Optus To Slash 1,000 Jobs After Paying Over $180M For Brit Premier League Rights

Optus who has been telling everyone how good their business is going is about to slash 1,000 jobs, secret documents have revealed.
The Singapore owned telco is looking to slash costs by over $200M according to the Australian.
Optus’ half-year results saw net profit for the six-months ending September 30 rise by 8 per cent to $426 million despite losing 44,000 mobile customers.
Optus now has 9.36 million mobile subscribers when wholesale customers are included compared to Telstra’s 16.7 million users and Vodafone Hutchison Australia’s 4.9 million, which does not include wholesale customers.
The move is seen as a way to protect profits as demand for mobiles slips. Questions are also being raised about the demand that Premier League Soccer will generate after Optus forked out a reported $189m bid to secure streaming rights for the English League games.

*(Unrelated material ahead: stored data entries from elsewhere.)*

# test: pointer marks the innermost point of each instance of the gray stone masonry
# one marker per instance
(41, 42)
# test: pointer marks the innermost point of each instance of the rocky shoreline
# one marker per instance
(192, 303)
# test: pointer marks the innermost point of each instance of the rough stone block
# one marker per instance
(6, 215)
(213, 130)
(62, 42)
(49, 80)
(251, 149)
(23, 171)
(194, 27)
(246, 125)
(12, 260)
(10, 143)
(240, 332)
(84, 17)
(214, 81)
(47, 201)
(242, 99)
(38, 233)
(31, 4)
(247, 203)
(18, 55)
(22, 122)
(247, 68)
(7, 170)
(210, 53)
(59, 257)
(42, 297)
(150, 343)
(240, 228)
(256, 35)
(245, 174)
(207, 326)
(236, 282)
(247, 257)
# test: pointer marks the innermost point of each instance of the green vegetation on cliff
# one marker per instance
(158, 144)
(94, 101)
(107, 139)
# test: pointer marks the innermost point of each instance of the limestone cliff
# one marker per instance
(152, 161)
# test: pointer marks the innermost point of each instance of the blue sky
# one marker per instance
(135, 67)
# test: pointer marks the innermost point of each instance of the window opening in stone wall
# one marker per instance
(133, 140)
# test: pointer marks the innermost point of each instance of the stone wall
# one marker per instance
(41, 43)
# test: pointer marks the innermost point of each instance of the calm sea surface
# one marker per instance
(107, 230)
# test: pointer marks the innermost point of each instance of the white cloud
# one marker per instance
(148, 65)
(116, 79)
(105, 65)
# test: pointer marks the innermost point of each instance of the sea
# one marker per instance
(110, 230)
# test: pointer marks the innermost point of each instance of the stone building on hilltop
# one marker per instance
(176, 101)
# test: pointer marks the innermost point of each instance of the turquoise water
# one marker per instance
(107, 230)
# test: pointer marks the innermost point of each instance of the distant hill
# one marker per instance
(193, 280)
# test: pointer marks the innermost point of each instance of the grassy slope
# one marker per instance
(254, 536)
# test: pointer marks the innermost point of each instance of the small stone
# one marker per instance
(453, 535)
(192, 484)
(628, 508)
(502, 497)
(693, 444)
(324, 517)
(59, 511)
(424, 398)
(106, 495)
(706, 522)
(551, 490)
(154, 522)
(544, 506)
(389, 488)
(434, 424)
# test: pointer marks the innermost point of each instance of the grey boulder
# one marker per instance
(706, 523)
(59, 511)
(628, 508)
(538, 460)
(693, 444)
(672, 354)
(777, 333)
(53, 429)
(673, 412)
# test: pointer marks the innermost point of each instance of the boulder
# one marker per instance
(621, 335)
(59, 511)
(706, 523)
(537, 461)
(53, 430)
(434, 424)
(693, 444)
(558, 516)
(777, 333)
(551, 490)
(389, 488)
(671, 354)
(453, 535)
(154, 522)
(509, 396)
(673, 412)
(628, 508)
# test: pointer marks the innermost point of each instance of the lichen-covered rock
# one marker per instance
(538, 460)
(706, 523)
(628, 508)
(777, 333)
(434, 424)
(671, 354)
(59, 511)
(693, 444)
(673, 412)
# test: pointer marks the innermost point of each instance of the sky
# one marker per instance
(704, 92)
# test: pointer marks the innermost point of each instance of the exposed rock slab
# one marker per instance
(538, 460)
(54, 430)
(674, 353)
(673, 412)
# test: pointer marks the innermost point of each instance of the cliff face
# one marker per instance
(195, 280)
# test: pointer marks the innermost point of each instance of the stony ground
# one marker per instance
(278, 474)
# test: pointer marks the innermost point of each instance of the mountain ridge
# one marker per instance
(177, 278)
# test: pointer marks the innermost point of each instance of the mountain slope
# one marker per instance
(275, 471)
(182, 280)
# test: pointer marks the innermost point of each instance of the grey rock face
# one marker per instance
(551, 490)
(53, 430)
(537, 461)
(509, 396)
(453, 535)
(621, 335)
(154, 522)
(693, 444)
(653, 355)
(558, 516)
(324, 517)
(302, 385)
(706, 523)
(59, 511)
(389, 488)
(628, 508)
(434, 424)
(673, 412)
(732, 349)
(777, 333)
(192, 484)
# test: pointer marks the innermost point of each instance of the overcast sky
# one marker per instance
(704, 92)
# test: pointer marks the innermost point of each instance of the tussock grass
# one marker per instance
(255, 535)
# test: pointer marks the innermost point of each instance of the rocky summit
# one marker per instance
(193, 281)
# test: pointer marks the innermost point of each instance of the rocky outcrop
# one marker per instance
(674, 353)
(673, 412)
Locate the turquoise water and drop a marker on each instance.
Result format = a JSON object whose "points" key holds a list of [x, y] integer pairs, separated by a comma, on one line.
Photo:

The amount paid by Optus is twice what previous holder Fox Sports paid for the rights.
Last year Optus CEO Allen Lew warned that Optus’ revenues would take a major hit due to a decision by the Australian Competition and Consumer Commission to slash the amount money carriers could make from phone calls and text messages.
“In one quarter that’s a $200 million hit so that will be a big dampener on our mobile service revenue growth,” he said.

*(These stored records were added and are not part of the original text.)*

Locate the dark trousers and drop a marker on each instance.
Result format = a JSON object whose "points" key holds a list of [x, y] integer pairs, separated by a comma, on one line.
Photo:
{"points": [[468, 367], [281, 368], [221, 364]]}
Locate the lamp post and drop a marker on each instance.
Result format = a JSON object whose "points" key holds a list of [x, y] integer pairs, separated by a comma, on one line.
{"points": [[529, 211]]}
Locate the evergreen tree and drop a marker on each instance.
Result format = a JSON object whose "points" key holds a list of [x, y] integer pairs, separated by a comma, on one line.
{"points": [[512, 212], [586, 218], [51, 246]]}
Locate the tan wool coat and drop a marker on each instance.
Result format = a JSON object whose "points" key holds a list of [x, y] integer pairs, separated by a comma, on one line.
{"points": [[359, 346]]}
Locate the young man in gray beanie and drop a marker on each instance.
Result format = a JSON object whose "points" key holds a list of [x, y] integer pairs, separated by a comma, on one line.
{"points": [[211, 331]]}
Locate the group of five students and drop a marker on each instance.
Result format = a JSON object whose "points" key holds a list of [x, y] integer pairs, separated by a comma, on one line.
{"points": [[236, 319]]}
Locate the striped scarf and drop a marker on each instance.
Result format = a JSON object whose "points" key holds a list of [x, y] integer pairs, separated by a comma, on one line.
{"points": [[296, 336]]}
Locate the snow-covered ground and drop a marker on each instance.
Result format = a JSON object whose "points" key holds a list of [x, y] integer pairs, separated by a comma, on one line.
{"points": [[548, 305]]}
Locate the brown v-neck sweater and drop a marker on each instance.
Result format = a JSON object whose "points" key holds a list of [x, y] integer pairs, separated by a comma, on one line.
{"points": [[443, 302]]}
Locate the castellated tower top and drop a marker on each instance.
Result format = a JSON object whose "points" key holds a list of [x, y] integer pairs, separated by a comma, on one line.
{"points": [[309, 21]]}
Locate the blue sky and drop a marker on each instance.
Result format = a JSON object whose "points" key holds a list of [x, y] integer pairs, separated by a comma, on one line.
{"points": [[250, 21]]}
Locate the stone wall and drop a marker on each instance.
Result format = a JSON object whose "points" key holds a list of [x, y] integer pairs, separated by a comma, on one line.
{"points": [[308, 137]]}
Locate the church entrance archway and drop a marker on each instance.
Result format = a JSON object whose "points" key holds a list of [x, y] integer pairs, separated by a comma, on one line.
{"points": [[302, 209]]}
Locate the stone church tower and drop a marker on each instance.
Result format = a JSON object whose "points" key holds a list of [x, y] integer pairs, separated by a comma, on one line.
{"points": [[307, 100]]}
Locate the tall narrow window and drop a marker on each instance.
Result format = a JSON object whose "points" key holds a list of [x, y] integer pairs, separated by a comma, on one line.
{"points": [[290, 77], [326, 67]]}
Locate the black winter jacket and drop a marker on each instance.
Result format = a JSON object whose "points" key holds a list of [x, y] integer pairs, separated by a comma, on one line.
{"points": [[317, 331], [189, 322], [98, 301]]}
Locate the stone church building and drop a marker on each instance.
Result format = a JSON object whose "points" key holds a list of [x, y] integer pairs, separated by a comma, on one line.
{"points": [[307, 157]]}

It now appears that Optus is looking to recover costs by slashing jobs.
The Australian said that Optus has drawn up plans to slash 10 per cent of its workforce.
The Australian has obtained confidential documents from within Optus that show customer service and network roles in the telco’s consumer arm will be decimated by the cuts at a time when it is trying to win market share on the National Broadband Network and claw back territory from Telstra in the race to sign up mobile customers.
The documents, which were never intended for public disclosure and were delivered to senior Optus executives in recent weeks, set out an ambitious cost-cutting program that could see as many as 1011 staff removed from the telco’s consumer business in its next financial year, which runs from April 1 to March 31 next year, the Australian said.
“As part of our FY17 plan, we have included $215m cost-out ?initiatives to protect profitability,” the documents say.